As I have already written in another article, NetScaler SSL acceleration hardware generally does not support Poly-Chacha encryption methods. If these are enforced, SSL communication runs via the Intel CPUs and not via the SSL acceleration chips. However, unlike common browsers, the Citrix Workspace app does not support Poly-Chachas either.
For applications such as Citrix Gateway or streaming servers, I would recommend a VPX or CPX as long as the SSL bandwidth does not exceed the limits, because the number of new SSL connections per second is rather low, even with large gateways. In contrast, I would definitely prefer SDX/MPX for large web servers, because the limiting factor there is primarily the number of SSL transactions per second.
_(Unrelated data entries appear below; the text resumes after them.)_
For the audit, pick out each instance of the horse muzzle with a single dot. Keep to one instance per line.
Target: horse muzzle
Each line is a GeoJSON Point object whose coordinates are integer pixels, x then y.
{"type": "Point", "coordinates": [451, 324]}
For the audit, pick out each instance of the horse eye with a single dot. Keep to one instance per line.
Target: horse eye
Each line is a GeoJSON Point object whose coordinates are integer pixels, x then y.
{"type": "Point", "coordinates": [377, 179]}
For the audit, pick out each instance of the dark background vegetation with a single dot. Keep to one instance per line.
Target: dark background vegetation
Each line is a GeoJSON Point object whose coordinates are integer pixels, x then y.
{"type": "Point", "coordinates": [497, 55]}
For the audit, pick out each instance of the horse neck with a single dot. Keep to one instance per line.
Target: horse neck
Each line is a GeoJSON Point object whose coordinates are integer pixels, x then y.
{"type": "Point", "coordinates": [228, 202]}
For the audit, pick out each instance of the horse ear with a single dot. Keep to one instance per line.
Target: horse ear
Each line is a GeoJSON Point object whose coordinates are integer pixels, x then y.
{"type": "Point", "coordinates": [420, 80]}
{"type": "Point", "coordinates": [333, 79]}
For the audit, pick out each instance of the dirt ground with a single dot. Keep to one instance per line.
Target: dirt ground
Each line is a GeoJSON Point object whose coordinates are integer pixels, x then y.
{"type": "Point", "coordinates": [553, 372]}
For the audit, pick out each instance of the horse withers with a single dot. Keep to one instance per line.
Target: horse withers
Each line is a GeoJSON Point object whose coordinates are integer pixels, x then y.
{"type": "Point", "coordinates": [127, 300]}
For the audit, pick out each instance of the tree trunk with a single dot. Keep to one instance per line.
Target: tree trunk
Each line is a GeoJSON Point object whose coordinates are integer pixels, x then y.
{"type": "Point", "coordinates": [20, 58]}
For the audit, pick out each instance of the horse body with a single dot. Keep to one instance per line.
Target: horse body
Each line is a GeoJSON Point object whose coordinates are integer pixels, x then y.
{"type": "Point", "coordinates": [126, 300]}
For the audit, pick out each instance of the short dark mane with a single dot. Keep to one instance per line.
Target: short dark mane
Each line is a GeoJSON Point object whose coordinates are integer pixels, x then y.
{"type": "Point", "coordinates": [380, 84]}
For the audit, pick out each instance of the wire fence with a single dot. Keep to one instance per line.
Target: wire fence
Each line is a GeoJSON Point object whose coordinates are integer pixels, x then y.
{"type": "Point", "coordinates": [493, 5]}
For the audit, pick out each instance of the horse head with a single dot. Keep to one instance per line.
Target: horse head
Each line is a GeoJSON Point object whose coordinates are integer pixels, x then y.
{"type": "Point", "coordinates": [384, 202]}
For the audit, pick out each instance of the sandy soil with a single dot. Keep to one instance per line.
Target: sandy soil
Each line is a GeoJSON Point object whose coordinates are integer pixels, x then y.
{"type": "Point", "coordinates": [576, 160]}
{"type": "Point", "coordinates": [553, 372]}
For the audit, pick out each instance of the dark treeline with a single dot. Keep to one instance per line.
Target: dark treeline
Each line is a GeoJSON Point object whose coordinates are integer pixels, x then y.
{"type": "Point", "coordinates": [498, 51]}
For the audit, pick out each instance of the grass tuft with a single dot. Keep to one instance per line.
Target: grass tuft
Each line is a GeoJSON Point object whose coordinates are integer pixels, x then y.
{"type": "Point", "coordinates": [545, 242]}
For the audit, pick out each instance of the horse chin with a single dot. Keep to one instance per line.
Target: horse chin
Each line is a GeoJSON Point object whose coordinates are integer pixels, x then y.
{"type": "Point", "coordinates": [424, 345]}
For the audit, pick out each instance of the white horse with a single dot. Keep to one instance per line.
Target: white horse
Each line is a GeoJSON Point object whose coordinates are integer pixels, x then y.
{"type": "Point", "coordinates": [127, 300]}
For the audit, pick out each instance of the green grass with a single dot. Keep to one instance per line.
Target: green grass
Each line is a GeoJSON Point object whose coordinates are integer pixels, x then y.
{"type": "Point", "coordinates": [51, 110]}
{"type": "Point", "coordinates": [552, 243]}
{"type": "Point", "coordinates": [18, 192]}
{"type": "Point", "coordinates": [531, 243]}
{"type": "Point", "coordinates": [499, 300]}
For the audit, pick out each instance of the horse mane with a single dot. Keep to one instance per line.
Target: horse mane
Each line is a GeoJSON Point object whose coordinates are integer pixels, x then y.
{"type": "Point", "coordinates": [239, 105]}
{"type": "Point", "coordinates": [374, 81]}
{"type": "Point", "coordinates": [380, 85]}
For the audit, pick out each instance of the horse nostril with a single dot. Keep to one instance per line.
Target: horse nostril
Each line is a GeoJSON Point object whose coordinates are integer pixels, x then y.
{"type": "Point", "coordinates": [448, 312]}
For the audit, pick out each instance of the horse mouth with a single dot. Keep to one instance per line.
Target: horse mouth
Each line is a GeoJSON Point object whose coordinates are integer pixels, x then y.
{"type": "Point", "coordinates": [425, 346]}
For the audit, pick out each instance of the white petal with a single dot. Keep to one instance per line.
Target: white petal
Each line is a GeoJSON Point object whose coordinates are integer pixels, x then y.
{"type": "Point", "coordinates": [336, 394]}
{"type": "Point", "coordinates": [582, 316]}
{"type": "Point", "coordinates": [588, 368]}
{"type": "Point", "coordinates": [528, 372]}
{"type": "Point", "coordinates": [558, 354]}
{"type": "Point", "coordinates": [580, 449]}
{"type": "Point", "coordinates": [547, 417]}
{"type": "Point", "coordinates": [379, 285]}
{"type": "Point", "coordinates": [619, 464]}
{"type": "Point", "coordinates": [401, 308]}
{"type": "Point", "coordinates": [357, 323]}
If the decision is close, you could also consider switching to TLS 1.3 and HTTP 2.0. Unlike HTTP 1.1, which establishes up to 16 TCP connections (and therefore also SSL connections), HTTP 2.0 uses only a single TCP connection and is thus significantly more efficient. However, TLS 1.3 is also more efficient with HTTP 1.1 because it has a more elegant connection setup and can establish additional connections to the same client in a more resource-efficient manner. This may allow a VPX to be used where older technologies would only have allowed an SDX/MPX.